Sur Regarde à vue, un entretien avec un ancien policier qui raconte maintenant qu’il n’appartient plus à ce corps d’Etat, comment est géré ce service publique, qui lui apparaît davantage comme un instrument de pouvoir qu’un service destiné aux citoyens et à la paix sociale. L’interview est magistral, cet ex-policier, très clair et précis dans ses formulations, analyse question après question chaque problème qui apparaît : statistiques, infractions, contrôle du territoire, stratégies politiques, logique de l’augmentation des délits. Se pose beaucoup de questions à partir de cet entretien : la question de l’opacité entre les citoyens et ce type de service.

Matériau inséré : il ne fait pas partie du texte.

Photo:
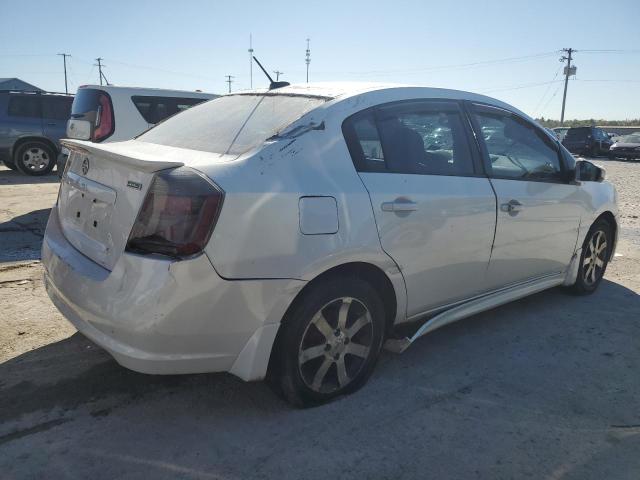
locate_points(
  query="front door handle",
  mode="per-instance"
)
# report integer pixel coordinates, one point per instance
(512, 207)
(400, 205)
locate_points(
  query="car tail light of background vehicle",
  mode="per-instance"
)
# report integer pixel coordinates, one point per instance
(178, 215)
(104, 118)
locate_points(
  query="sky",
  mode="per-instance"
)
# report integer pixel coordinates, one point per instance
(509, 50)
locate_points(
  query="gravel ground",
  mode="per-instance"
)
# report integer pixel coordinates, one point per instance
(546, 387)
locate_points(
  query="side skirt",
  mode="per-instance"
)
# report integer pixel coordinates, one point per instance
(477, 305)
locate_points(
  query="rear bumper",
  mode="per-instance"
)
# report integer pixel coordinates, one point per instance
(61, 161)
(166, 317)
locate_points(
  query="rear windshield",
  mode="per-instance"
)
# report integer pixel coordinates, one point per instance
(86, 100)
(578, 132)
(231, 124)
(155, 109)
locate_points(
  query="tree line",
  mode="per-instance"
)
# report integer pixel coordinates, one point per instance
(550, 123)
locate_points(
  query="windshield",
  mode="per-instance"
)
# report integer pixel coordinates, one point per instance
(633, 138)
(231, 124)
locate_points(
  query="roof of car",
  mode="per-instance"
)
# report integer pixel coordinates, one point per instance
(344, 90)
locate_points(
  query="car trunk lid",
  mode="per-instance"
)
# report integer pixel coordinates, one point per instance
(101, 193)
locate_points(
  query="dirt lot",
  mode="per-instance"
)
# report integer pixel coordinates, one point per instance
(546, 387)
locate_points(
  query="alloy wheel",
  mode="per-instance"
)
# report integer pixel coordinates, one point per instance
(595, 258)
(335, 345)
(35, 159)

” Parce que la répression syndicale touche tous les milieux et qu’il convient tout particulièrement de museler ceux qui occupent des postes clés comme dans la police, un témoignage contre les catégorisations faciles, les analyses simplificatrices qui s’adressent à toutes et à tous.Un témoignage qui éclaire aussi sur une des réalités de l’application des politiques sécuritaires mises en oeuvre par les derniers gouvernements.

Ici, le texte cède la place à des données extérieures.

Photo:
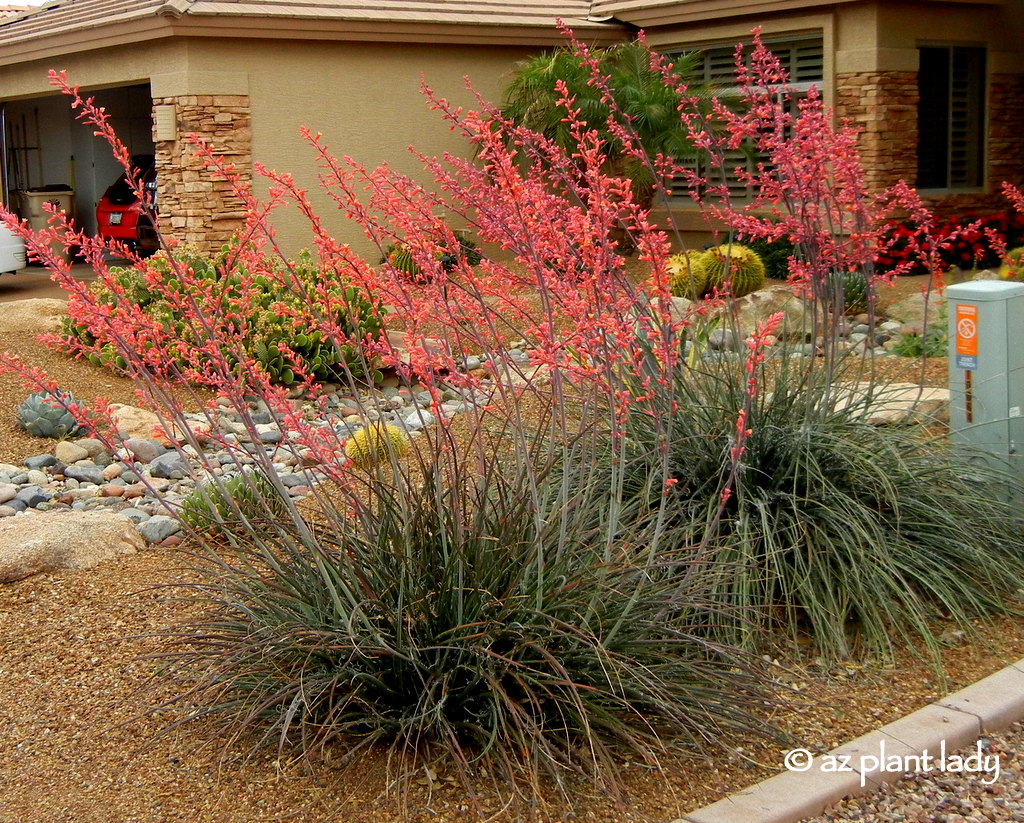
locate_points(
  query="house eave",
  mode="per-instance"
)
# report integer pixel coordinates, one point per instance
(140, 31)
(646, 14)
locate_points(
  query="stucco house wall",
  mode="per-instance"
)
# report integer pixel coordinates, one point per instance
(250, 98)
(871, 71)
(246, 83)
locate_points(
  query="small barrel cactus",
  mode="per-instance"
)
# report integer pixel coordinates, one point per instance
(399, 256)
(45, 415)
(1013, 265)
(686, 278)
(374, 443)
(733, 263)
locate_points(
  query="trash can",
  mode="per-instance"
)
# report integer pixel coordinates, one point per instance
(31, 204)
(32, 207)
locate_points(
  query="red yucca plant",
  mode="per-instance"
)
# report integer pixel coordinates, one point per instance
(546, 582)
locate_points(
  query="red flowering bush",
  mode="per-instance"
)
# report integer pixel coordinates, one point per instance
(968, 242)
(584, 568)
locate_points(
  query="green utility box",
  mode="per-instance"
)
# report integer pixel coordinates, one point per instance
(986, 369)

Ce témoignage a été tourné à la suite d’une rencontre. Lors d’une de ces conférences sur la politique sécuritaire et ses dérives. Vers la fin, un homme s’est levé. Il a déclaré qu’il venait de quitter la police, que la plupart des dérives que l’on venait d’évoquer n’était pas le fruit du hasard mais bien le résultat d’une politique élaborée au plus au niveau et transmise, ensuite, de manière pyramidale à travers la hiérarchie policière. Il avait réussi à s’en sortir, au prix d’un changement de carrière complet, là où la plupart de ses collègues avait fini par plier l’échine ou par « craquer ». Des mois, des années de lutte, pour ne pas se faire broyer administrativement et humainement par un système d’autant plus puissant qu’il a quasiment éliminé toutes formes de contestation en son sein.”